Based on the theory of vascular normalization, anti-VEGF agents should be used to provide a “normalization window” for chemotherapeutic drugs. That means anti-VEGF agents should be administered intermittently, to avoid hindering the delivery of chemotherapeutic drugs. However, there is evidence showing benefits of continuous or prolonged use, even after disease progression.^55,56 This is not consistent with the hypothesis that continuous treatment with bevacizumab may stimulate some alternative proangiogenic signals that induce resistance to it.^14,57 Aflibercept studies should also answer the question of whether anti-VEGF agents should be continuously given in the full schedule of mCRC treatment.
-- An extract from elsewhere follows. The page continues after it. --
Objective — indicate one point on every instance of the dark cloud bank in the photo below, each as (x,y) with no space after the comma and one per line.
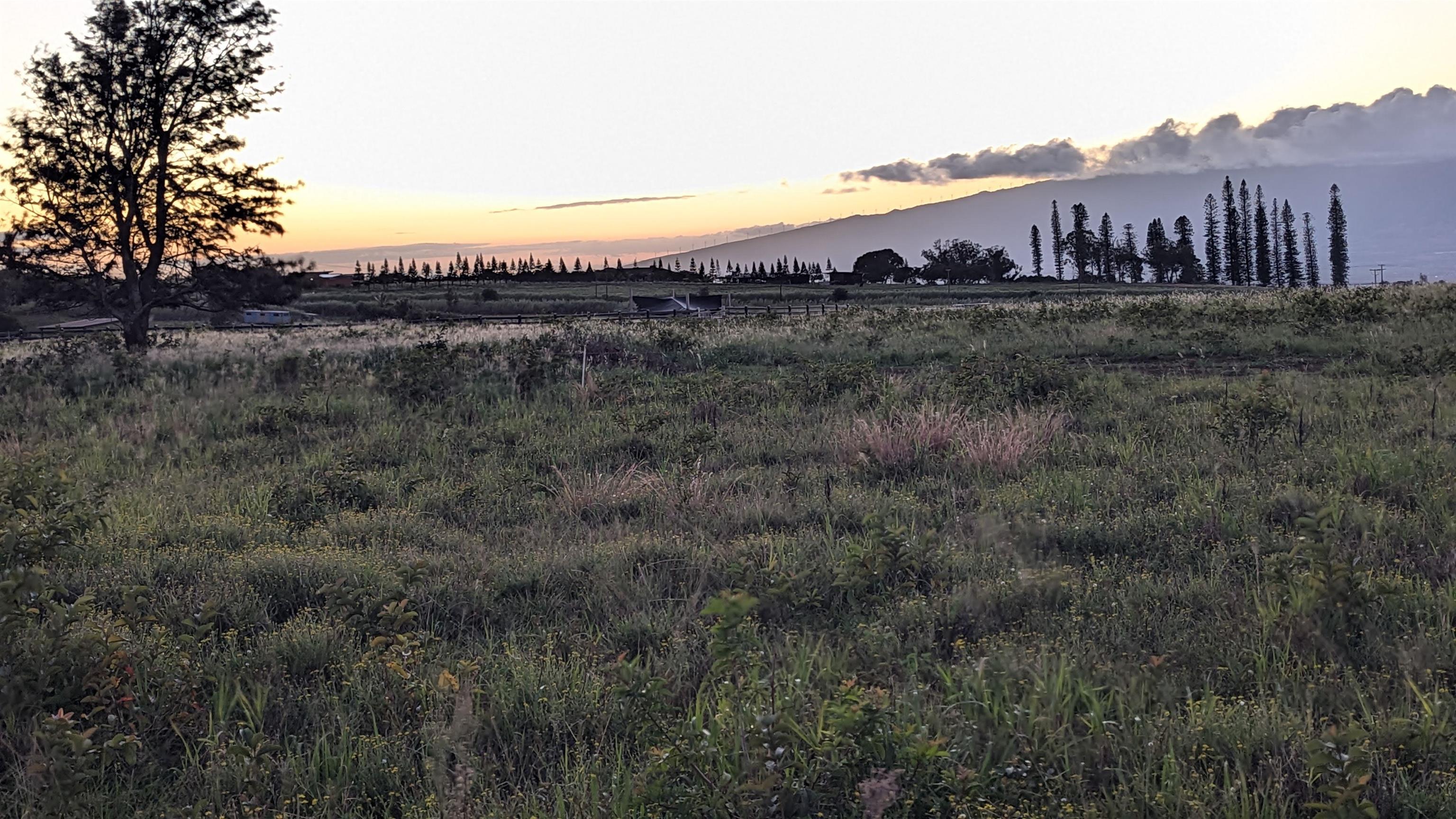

Both anti-VEGF agents and EGFR inhibitors have demonstrated efficacy for the treatment of mCRC and crossover effects were observed between EGFR and VEGF signals.^33,34 However, the dual biologic therapy in combination with chemotherapeutic regimens failed to demonstrate effectiveness in the PACCE and CAIRO 2 study.^35,36 indicating that dual aflibercept and anti-EGFR therapy should not be used in combination with cytotoxic chemotherapy as a routine treatment in the front-line setting. We are expecting the results of an alternative combination in a phase III study, which combined chemotherapy and bevacizumab with or without erlotinib to treat patients with metastatic colorectal cancer (that cannot be removed by surgery).⁵⁸ Alternative combinations can also be considered for other protocols or drugs, for example, metronomic chemotherapy (MCT) or vascular disrupting agents (VDA), both of which target blood vessels in tumors, with the effect on CEPs.^59,60 A combination of the two with anti-VEGF agents may be suitable for mCRC. What’s more, sequential or alternate use of them and anti-VEGF drugs may avoid resistance induced by a single agent.
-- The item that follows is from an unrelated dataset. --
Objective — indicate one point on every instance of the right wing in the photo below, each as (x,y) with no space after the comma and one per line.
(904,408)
It is clear the benefit varied when bevacizumab was tested in different trials. This may have been caused by drugs or regimens that are more appropriately combined with anti-VEGF agents or caused by different patient’s genetic backgrounds. Unfortunately, to date, there is no validated biomarker that can be used to select patients.⁶¹ Plasma angiogenic molecules, such as VEGF, placenta growth factor (PIGF), soluble VEGFR-2, and basic fibroblast growth factor (bFGF) were most often studied for their significant level-change during the bevacizumab application,⁶² but hitherto, none of them have been proven to be of predictive value. In recent years, viable CECs and CEPs (which play an important role in tumor angiogenesis) have frequently been studied. Prior studies have revealed anti-angiogenic agents have potential inhibitory effects on mobilization or proliferation of endothelial progenitor cells (EPCs) in tumor tissue and CEC and CEP numbers have the potential to become surrogate biomarkers for predicting and monitoring drug activity.⁶³ Therefore, clarifying the mechanism of EPCs in angiogenesis will facilitate the application of bevacizumab, aflibercept, and other anti-VEGF agents. Conversely, clinically confirming whether there are some drugs or regimens that are more suitable for combination with anti-VEGF agents is another urgent task.

Conclusion

As anti-VEGF agents, aflibercept and bevacizumab are promising drugs with the potential to prolong the life of patients with mCRC but there are quite a few problems that need to be resolved before they significantly change the outcome of mCRC. To this end, there is still a long way to go in antiangiogenesis therapy-related basic, clinical, and translational studies.

Acknowledgments

This work was supported by the State Key Basic Research and Development Program of China (973 Program, Grant No 2009CB521704), National High-tech Research and Development Program of China (863 Program, Grant No 2006AA02A245), National Natural Science Foundation of China (Grant No 81000894), Zhejiang Provincial Science and Technology Projects (Grant No 2009C13021, 2011C23087), Science Research Fund of Shaoxing (Grant No 2011D10013) and the Science Research Fund of Zhuji (Grant No 2011CC7874).

Disclosure

The authors report no conflicts of interest in this work.